JUSTICE: I see. But I think you'll have to forgive me. I appreciate your advice, but I'm not sure if there's a place for Justice with any earthly institution.
BRENDAN: Really? I'm sorry to hear that. But that doesn't mean you're out of options. I've told you justice is often bound up with faith, and the great religions have always supported and sustained the highest ideals of justice.
JUSTICE: And you're suggesting religion might provide an answer?
BRENDAN: It's worth a try. Have you visited the Vatican?
JUSTICE: Yes, but not for a long time. I have a few dim memories, but it's been many hundreds of years since I've been anywhere near there. What are things like today?
BRENDAN: Very good, I think. Benedict XVI hasn't been pope long, but he shows every sign of being a man who will uphold justice in the largest church on earth.

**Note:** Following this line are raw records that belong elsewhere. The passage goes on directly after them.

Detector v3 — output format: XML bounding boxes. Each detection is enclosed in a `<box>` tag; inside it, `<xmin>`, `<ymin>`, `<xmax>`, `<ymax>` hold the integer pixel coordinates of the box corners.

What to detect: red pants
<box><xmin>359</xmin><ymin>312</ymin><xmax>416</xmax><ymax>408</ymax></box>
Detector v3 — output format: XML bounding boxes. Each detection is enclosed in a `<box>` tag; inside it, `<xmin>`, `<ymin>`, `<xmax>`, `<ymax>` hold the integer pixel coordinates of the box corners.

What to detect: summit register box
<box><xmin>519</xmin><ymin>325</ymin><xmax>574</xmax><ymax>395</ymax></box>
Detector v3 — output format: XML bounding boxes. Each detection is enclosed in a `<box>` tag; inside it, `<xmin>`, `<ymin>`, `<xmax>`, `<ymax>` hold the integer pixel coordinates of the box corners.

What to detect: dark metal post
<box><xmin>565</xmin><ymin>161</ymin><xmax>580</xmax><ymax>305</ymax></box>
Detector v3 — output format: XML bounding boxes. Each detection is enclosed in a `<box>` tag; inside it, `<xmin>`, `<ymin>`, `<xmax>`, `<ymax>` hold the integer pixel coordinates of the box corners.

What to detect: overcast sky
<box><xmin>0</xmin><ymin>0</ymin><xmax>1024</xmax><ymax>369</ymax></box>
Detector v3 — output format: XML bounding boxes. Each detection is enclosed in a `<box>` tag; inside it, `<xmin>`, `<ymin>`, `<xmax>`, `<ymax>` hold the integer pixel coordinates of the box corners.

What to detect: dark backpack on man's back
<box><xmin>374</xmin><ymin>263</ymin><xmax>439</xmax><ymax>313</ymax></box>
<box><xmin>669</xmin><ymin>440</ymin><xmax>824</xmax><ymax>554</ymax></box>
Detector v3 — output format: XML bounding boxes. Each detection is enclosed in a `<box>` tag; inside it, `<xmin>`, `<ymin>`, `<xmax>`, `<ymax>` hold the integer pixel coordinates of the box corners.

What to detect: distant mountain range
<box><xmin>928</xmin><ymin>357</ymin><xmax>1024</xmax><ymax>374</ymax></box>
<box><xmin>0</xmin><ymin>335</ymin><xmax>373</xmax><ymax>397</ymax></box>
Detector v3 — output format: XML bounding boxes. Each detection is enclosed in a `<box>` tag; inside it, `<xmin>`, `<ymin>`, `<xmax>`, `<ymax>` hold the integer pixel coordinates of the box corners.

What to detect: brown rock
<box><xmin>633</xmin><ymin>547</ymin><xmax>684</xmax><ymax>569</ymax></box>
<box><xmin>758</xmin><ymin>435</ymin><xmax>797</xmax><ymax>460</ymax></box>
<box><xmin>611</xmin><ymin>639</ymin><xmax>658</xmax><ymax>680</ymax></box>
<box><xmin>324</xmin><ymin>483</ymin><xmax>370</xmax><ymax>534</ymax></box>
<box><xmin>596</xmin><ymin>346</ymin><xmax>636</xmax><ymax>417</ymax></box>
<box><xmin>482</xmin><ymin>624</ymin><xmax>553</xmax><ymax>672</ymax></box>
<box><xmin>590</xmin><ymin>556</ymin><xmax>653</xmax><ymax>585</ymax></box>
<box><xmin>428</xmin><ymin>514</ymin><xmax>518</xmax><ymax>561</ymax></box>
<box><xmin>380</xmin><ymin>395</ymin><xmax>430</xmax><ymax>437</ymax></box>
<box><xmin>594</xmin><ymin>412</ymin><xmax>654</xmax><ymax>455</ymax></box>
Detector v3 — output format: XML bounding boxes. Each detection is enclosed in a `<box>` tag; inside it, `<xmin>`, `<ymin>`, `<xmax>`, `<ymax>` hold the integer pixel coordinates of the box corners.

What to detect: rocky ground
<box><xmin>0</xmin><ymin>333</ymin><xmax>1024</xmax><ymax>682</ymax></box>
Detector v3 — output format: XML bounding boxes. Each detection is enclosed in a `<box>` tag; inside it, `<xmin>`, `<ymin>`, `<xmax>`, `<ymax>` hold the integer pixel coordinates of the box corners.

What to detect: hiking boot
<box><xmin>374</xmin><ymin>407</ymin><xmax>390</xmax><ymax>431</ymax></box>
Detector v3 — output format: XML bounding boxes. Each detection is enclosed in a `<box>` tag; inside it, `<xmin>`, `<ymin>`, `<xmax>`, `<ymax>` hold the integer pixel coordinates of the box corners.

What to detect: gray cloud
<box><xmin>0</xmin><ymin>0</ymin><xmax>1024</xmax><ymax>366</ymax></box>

JUSTICE: I suppose you'll tell me that he has many kind things to say about me.
BRENDAN: Of course. Which isn't to say that his predecessor ignored you either. John Paul II was always asking the faithful to "pray... that the ways of justice and peace may prevail," but Pope Benedict seems especially devoted. Just before he was chosen as pope he presented a homily entitled A Call to Justice, where he reminds his listeners that "the call to justice is not something that can be reduced to the categories of this world." I like this because it seems very close to what I was telling you earlier. I said that we can't always understand why the justice system demands that a person be put to death, and that this is a mystery of faith. Well, I think Pope Benedict is saying something similar here. He says that those who deny the mystery of justice repeat the mistake of the people who killed Jesus. He says that because "they reject the significance of what they've seen and heard," their idea of justice is limited. "They remain on the level of human judging and human justice," is how he puts it. So Pope Benedict doesn't just talk about you, he's someone who's considered your nature very deeply and profoundly.
JUSTICE: As much as I can understand them, they're certainly very moving words.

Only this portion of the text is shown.